Happily at this moment there came into the room two or three young gentlemen, intent upon supper and subsequent cards, who took possession of the farther end of the table; and Lionel was glad to get up and join the new-comers, for he felt he could not eat in the immediate neighborhood of this ill-favored person. He had his poached eggs and a pint of hock in the company of these new friends; and, after having for some time listened to their ingenuous talk—which was chiefly a laudation of Miss Nellie Farren—he lit a cigarette and set out for home.
So it was Octavius Quirk who was now established as Lady Adela’s favorite? It was he who was shown the first sheets of the new novel; it was he who was asked to dinner immediately on the return of the family from Scotland; it was he who was to be Lady Adela’s chief counsellor throughout the next appeal to the British public? And perhaps he advised Lady Sybil, also, about the best way to get her musical compositions talked of; and might not one expect to find, in some minor exhibition, a portrait of Octavius Quirk, Esq., by Lady Rosamund Bourne? It seemed a gruesome kind of thing to think of these three beautiful women paying court to that lank-haired, puffy, bilious-looking baboon. He wondered what Miss Georgie Lestrange thought of it; Miss Georgie had humorous eyes that could say a good deal. And Lord Rockminster—how did Lord Rockminster manage to tolerate this uncouth creature?—was his good-natured devotion to his three accomplished sisters equal even to that?

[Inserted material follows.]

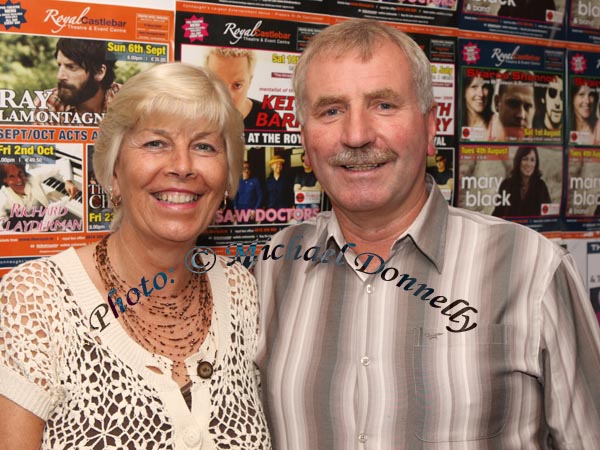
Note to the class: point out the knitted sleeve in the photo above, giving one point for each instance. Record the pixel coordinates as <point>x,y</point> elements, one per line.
<point>30,330</point>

Lionel did not proceed to ask himself why he had grown suddenly jealous of a man whom he himself had introduced to Lady Adela Cunyngham. Yet the reason was not far to seek. Before his visit to Scotland, it would have mattered little to him if any one of his lady friends—or any half dozen of them, for the matter of that—had appeared inclined to put some other favorite in his place; for he had an abundant acquaintance in the fashionable world; and, indeed, had grown somewhat callous to their polite attentions. But Lady Adela and her two sisters were relations of Honnor Cunyngham; they were going down to Brighton this very week; he was anxious (though hardly knowing why) to stand well in their opinion and be of importance in their eyes. As he now walked home he thought he would go and call on Lady Adela the following afternoon; if she were going down to that house in Adelaide Crescent, there would be plenty of talk among the women-folk; his name might be mentioned.
Next morning there was no further word of Nina. When he had got his fencing over, he went along to Sloane Street, but hardly with any expectation of news. No, Estelle had nothing to tell him; Nina had gone away—and wished to remain undiscovered.
“Poor Nina!” said Estelle, with a sigh.